西山:結局、そのAIとかも含めて、アドビが提供してきたいろんな機能とかツールとかの一つの延長線上なんだと思うんです。アウトプットのイメージが既に頭の中にあってしかるべきで、アドビが考えているのはそのサポートを行うためにテクノロジーがどれだけお手伝いできますか?っていうところに尽きるのかなと。で、仕事がなくなる、なくならないっていう話でいうと、仕事がなくなるってことはないと思うんです。作業が変わるとか、減るとかということだと思います。クリエイティブにかかわる皆さんには、今後も期待していただきたいと思います。


※本対談は、5月17日に実施されたものとなります。


及川 卓也(おいかわ たくや)
アドビ エグゼクティブフェロー
大学の専門だった探査工学に必要だったことからコンピューターサイエンスを学ぶ。卒業後は外資系コンピューター企業にて、ソフトウェア開発や研究開発業務に従事。グループウェア製品の開発や日本語入力アーキテクチャ整備、OSの開発、ネットワークやセキュリティ技術の標準化などにも携わる。プロダクトマネジメントとエンジニアリングマネジメントという、製品開発において軸となる2つの役職を経験。2019年1月、テクノロジーにより企業や社会の変革を支援するTably株式会社を設立。著書『ソフトウェア・ファースト~あらゆるビジネスを一変させる最強戦略~』(日経BP)、『プロダクトマネジメントのすべて 事業戦略・IT開発・UXデザイン・マーケティングからチーム・組織運営まで』(翔泳社)

深津 貴之(ふかつ たかゆき)
インタラクション デザイナー/THE GUILD代表
インタラクションデザイナー。
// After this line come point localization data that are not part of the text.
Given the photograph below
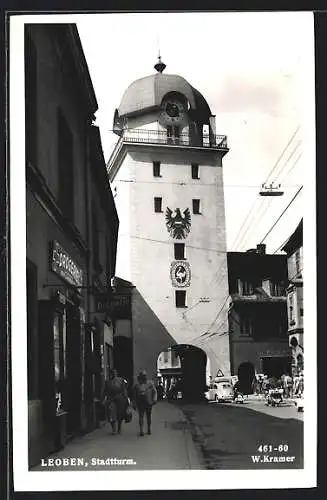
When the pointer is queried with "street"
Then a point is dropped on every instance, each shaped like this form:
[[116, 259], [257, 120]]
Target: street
[[192, 436], [247, 436]]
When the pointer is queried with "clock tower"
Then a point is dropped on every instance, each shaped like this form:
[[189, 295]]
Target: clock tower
[[166, 173]]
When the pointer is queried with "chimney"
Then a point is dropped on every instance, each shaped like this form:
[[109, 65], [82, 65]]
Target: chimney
[[261, 249]]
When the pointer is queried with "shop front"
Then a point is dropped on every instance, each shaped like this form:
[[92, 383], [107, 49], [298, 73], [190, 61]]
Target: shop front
[[62, 346]]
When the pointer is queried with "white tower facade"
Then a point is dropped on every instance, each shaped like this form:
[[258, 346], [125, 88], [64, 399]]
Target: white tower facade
[[166, 172]]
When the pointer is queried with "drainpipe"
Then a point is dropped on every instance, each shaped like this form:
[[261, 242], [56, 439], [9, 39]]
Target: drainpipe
[[88, 188]]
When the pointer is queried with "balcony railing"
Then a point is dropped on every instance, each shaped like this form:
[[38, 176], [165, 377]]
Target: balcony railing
[[161, 137]]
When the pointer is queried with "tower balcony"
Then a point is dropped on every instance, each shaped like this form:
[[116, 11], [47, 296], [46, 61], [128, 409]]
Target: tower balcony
[[161, 137]]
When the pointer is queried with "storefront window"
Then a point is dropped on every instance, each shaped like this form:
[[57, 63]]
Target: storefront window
[[59, 358]]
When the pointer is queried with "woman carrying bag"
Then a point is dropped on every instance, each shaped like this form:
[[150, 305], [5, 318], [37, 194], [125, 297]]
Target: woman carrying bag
[[116, 400], [144, 397]]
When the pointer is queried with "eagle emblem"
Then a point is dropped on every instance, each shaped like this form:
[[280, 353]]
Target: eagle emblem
[[178, 225]]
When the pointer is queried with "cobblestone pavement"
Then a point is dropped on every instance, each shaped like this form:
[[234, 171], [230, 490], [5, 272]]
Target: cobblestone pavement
[[169, 447], [246, 436]]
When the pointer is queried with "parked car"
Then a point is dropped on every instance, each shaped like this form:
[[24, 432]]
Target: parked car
[[220, 390], [299, 402]]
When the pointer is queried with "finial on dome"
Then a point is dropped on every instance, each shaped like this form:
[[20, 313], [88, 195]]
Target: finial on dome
[[160, 66]]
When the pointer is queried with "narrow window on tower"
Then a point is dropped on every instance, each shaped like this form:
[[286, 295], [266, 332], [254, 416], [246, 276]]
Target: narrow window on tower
[[158, 204], [180, 298], [196, 206], [65, 166], [156, 169], [195, 171], [179, 251]]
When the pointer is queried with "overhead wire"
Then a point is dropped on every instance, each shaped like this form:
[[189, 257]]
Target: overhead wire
[[241, 230], [268, 204], [281, 215]]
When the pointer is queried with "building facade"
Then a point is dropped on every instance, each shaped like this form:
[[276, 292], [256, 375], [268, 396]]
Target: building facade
[[258, 315], [294, 251], [68, 262], [166, 172]]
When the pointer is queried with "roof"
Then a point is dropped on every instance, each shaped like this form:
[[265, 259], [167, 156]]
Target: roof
[[147, 93], [295, 241]]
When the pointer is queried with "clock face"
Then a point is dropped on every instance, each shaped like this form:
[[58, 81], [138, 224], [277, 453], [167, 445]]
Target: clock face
[[173, 112]]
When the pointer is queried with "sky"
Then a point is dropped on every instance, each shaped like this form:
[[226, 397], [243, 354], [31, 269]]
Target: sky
[[256, 71]]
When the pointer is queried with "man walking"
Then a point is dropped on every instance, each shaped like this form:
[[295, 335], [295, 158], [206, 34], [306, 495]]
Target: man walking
[[144, 397]]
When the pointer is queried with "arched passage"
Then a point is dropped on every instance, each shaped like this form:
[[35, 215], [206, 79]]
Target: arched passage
[[246, 375], [187, 366]]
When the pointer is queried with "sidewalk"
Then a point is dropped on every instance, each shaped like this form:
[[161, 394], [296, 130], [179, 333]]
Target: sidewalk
[[169, 447]]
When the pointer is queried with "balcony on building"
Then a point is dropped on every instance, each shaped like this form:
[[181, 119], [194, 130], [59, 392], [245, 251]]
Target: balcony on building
[[160, 137]]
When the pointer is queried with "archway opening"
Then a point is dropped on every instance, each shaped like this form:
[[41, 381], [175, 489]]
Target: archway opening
[[182, 370], [246, 374], [123, 358]]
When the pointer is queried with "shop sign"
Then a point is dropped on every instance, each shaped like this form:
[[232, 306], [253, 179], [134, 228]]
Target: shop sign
[[274, 353], [120, 305], [102, 303], [64, 265]]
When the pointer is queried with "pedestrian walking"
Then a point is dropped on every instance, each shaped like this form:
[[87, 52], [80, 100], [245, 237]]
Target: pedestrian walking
[[144, 397], [116, 400]]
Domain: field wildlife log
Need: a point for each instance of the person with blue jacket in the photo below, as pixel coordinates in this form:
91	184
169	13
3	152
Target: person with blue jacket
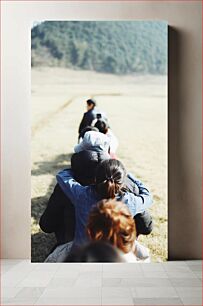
110	177
89	116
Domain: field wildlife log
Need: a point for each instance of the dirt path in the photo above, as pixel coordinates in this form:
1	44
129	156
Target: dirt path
137	111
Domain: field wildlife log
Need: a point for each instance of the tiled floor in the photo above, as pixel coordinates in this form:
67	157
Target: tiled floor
171	283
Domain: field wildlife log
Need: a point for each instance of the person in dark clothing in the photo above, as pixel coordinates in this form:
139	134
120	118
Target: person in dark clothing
59	215
87	129
89	116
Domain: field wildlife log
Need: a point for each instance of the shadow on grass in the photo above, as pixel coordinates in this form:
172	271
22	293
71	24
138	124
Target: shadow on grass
42	243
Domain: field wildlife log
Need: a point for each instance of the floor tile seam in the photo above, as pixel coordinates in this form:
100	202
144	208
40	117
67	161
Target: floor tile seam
46	286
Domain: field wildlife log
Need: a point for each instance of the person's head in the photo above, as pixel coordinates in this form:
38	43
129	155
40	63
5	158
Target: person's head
95	251
88	129
102	126
94	141
110	175
84	165
91	103
111	221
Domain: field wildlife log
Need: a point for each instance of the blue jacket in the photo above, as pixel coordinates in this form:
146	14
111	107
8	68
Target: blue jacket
84	197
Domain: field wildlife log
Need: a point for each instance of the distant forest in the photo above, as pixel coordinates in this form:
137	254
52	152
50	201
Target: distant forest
118	47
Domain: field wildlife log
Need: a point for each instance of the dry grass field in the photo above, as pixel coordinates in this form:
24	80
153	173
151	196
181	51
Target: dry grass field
137	110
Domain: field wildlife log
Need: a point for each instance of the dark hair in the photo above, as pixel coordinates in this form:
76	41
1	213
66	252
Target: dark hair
110	175
97	251
102	126
84	165
88	129
111	221
91	102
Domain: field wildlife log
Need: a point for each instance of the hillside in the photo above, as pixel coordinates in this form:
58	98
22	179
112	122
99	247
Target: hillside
118	47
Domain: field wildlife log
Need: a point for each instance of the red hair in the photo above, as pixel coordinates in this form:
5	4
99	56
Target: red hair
111	221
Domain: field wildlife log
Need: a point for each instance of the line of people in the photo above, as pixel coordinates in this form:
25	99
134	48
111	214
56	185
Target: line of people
97	209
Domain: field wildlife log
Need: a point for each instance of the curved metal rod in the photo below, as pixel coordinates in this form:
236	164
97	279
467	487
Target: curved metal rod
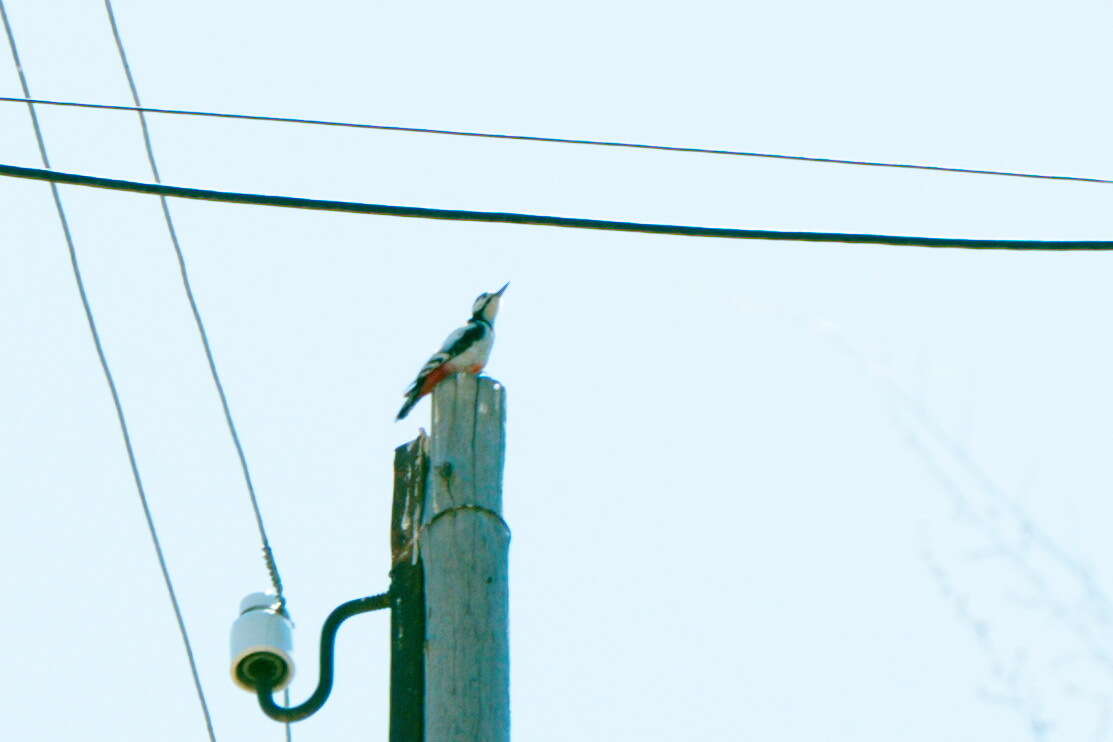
340	614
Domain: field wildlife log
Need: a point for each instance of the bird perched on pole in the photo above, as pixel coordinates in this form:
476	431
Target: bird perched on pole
465	350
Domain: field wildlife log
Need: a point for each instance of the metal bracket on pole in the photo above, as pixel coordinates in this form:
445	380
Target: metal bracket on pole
264	675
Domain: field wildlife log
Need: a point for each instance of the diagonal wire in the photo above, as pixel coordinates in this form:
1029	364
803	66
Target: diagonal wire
560	140
111	385
267	553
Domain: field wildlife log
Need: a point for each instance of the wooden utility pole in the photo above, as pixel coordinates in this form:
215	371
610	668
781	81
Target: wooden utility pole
447	525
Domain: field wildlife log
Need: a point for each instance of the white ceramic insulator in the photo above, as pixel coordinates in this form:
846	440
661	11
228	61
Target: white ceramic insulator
260	629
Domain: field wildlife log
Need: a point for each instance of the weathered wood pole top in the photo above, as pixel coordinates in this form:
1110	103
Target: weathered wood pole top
463	546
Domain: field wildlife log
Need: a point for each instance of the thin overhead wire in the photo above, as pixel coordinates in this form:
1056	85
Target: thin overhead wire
563	140
267	552
542	220
111	385
268	556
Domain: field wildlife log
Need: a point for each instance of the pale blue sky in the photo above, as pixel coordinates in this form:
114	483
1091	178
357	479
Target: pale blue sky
736	473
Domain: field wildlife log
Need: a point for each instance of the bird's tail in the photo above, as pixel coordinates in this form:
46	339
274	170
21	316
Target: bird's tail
411	401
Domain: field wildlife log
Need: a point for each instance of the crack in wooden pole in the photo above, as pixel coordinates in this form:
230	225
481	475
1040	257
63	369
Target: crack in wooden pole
463	548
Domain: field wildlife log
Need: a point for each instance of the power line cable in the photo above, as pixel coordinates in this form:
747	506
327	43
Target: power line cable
111	385
268	556
267	552
543	220
562	140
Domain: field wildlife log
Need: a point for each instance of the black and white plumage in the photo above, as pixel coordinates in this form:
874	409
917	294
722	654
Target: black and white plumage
465	350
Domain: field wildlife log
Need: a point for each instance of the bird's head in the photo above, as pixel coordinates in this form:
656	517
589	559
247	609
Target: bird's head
486	305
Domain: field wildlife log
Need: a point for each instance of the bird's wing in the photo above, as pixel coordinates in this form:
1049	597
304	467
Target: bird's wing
460	340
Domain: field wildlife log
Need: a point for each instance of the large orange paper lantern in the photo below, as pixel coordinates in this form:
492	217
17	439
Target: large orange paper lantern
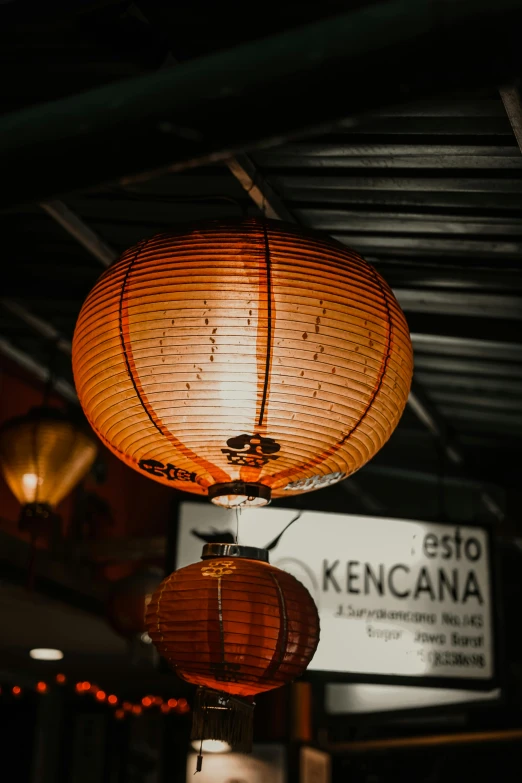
242	360
236	626
43	455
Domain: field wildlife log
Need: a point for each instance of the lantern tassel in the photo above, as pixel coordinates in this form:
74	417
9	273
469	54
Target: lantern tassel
223	717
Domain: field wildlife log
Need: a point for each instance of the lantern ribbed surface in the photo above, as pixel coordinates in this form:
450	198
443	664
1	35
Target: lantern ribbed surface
236	625
242	351
43	455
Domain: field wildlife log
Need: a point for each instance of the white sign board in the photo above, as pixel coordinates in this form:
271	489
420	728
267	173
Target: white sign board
396	598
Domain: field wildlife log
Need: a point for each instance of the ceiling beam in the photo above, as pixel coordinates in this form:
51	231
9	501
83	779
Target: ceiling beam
418	401
259	190
80	231
27	362
38	324
512	100
259	93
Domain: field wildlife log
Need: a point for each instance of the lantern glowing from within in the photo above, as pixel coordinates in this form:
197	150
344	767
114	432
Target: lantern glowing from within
43	455
236	626
242	360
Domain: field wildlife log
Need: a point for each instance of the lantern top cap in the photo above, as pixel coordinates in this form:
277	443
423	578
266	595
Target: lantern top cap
234	550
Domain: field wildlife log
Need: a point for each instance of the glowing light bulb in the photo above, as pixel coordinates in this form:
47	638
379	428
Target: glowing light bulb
46	654
30	481
212	746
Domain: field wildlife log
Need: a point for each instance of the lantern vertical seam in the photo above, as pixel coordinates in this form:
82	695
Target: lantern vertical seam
282	638
122	337
269	324
213	470
386	358
220	618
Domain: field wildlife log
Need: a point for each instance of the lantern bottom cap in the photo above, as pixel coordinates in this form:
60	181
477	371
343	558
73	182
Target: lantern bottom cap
240	493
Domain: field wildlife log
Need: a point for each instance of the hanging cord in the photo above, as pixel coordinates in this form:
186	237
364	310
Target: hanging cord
52	362
441	482
34	530
274	543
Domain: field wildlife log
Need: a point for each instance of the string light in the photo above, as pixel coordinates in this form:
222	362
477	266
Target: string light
180	706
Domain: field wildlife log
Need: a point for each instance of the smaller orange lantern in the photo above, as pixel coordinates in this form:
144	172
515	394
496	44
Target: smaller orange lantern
43	455
128	601
236	626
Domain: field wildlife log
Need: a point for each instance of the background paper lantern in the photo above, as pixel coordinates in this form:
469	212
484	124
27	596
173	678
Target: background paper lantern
235	626
43	455
242	360
128	601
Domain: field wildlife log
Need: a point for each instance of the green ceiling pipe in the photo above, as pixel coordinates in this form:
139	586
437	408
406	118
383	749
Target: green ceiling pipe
262	92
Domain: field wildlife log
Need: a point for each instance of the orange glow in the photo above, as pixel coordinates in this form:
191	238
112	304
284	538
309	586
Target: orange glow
247	354
250	604
64	455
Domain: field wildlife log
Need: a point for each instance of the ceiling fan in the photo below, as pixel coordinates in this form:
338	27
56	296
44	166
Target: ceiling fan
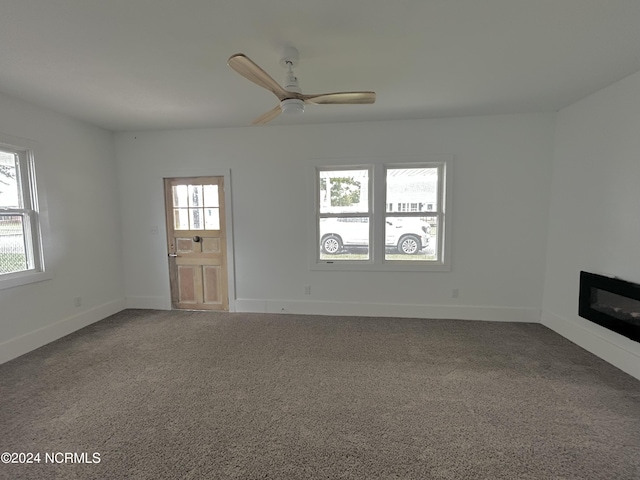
292	100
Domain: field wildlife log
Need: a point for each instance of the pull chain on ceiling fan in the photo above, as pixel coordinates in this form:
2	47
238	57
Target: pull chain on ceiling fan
292	100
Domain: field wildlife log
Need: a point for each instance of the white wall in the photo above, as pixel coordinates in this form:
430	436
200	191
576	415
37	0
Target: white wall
501	186
595	213
75	163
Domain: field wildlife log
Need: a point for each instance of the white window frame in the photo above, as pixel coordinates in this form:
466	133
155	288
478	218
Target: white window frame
368	214
377	214
32	209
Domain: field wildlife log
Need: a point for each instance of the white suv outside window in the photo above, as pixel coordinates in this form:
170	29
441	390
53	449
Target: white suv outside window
406	234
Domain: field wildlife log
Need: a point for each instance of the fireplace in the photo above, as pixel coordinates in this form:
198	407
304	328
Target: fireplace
611	303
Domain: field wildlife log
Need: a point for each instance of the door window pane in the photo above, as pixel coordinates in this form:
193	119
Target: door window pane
412	189
9	190
196	217
195	195
13	256
344	238
344	191
180	196
212	219
411	238
211	196
181	218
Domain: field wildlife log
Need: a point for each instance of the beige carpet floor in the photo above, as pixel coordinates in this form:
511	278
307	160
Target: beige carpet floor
193	395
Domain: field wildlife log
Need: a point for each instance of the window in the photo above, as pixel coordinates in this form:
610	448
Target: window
344	214
20	239
381	217
196	207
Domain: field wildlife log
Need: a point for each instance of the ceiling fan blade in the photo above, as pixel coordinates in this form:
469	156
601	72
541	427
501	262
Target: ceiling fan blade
251	71
267	117
340	98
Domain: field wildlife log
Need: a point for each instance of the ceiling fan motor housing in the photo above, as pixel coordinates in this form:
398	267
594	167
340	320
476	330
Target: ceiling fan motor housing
292	106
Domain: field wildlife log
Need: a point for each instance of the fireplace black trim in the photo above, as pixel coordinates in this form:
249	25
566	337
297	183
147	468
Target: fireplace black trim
589	281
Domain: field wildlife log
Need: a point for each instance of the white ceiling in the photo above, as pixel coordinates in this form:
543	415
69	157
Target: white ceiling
159	64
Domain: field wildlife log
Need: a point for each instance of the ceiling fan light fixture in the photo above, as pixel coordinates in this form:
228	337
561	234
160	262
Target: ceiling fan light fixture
292	106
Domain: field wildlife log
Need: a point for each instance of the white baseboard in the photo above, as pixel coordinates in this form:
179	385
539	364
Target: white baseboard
501	314
152	303
611	347
15	347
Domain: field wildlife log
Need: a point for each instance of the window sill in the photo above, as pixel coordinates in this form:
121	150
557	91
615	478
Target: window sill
23	278
346	266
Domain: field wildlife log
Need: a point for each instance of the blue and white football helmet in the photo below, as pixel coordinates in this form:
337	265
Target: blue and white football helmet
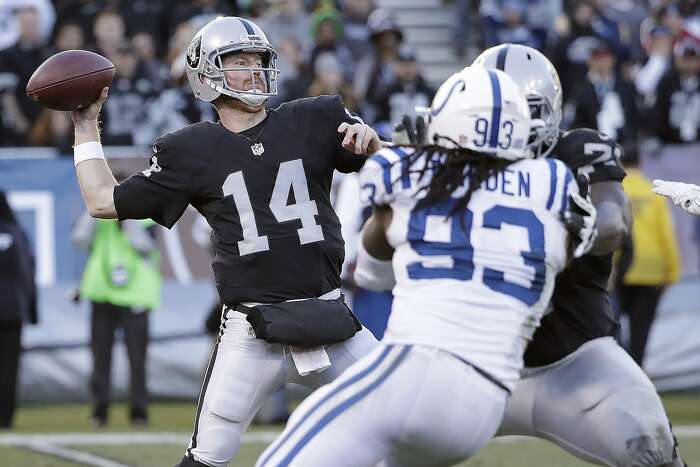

株式会社thaを経て、Flashコミュニティで活躍。2009年の独立以降は活動の中心をスマートフォンアプリのUI設計に移し、株式会社Art&Mobile、クリエイティブファーム THE GUILDを設立。メディアプラットフォームnoteを運営するnote株式会社の CXOなど、領域を超えた事業アドバイザリーを行う 。執筆、講演などでも精力的に活動。


西山 正一(にしやま しょういち)
アドビ株式会社 デジタルメディア事業統括本部 DX推進本部
常務執行役員 兼 Chief Digital Officer
2001年にアドビ 入社。マーケティングの立場からサブスクサービスへの移行に取り組む。後に営業部でアドビ のExperience Cloud製品をフル活用したeCommerce事業の推進に携わる。2022年9月にChief Digital Officerに就任。新しいテクノロジーはとりあえず試してみるのがモットーのガジェッターであり、音楽好きで魚釣りが趣味の食いしん坊。嫌いなものは「臨時休業」と「赤文字で『回送』と表示されているタクシー」。

▼2023年5月17日に実施された対談の「収録音声」を公開しております。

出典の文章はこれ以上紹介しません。